Following this exhibition, on November 22 the Whitney Museum of American Art in New York will open Lou’s monumental Kitchen installation as part of the long-term collection exhibition, Making Knowing: Craft in Art, 1950- 2019, on view through 2021.
About the artist
Liza Lou (b. 1969, New York; lives and works in Los Angeles) has had solo exhibitions organized in museums around the world, including Zeitz Museum of Contemporary Art, Cape Town, South Africa (2017); Neuberger Museum of Art, Purchase, NY (2015); Wichita Museum of Art, Wichita, KS (2015); Museum of Contemporary Art, San Diego, CA (2013); SCAD Museum of Art, Savannah, GA (2011); Museum Kunstpalast, Düsseldorf, Germany (2002); Bass Museum of Art, Miami, FL (2001); Akron Art Museum, Akron, OH (2000); the Renwick Gallery, Smithsonian Institution of American Art, (2000); and the Aspen Art Museum, CO (1998).
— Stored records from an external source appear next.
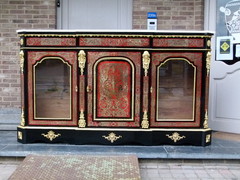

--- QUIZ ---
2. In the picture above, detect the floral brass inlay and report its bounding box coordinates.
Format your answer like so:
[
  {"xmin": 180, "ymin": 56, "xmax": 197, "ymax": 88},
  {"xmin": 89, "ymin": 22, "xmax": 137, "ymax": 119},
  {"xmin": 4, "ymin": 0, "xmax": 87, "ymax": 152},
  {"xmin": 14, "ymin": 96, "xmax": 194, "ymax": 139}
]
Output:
[
  {"xmin": 142, "ymin": 51, "xmax": 150, "ymax": 76},
  {"xmin": 206, "ymin": 51, "xmax": 211, "ymax": 76},
  {"xmin": 203, "ymin": 109, "xmax": 209, "ymax": 129},
  {"xmin": 141, "ymin": 110, "xmax": 149, "ymax": 129},
  {"xmin": 20, "ymin": 109, "xmax": 25, "ymax": 127},
  {"xmin": 78, "ymin": 50, "xmax": 86, "ymax": 75},
  {"xmin": 41, "ymin": 131, "xmax": 61, "ymax": 141},
  {"xmin": 78, "ymin": 109, "xmax": 86, "ymax": 128},
  {"xmin": 19, "ymin": 50, "xmax": 24, "ymax": 73},
  {"xmin": 166, "ymin": 132, "xmax": 186, "ymax": 143},
  {"xmin": 206, "ymin": 134, "xmax": 211, "ymax": 143},
  {"xmin": 102, "ymin": 132, "xmax": 122, "ymax": 143}
]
Select group exhibitions have included the National Gallery of South Africa, Cape Town (2017); Israel Museum, Jerusalem (2017); FOR-SITE Foundation, San Francisco, CA (2016); Fundació Joan Miró, Barcelona, Spain (2014); Museum of Contemporary Art, Los Angeles, CA (2010); New Museum, New York (2010); and the Metropolitan Museum of Art, New York (2010). Lou’s work is in numerous international public and private collections, including Albright Knox Museum; Buffalo, NY; Cleveland Museum of Art; Cleveland, OH; DESTE Foundation for Contemporary Art, Athens, Greece; de Young Museum, San Francisco, CA; François Pinault Foundation, Palazzo Grassi, Venice, Italy; La Fondación Jumex, Mexico City; Hammer Museum, Los Angeles, CA; Kemper Museum of Contemporary Art, Kansas City, MO; Los Angeles County Museum of Art, Los Angeles, CA; The Museum of Modern Art, New York; The Museum Voorlinden, Wassenaar, the Netherlands; and Whitney Museum of American Art, New York. Skira Rizzoli published the first comprehensive monograph of the artist’s career in 2010, and she is the recipient of the 2013 Anonymous Was A Woman Award and the 2002 MacArthur Foundation Fellowship.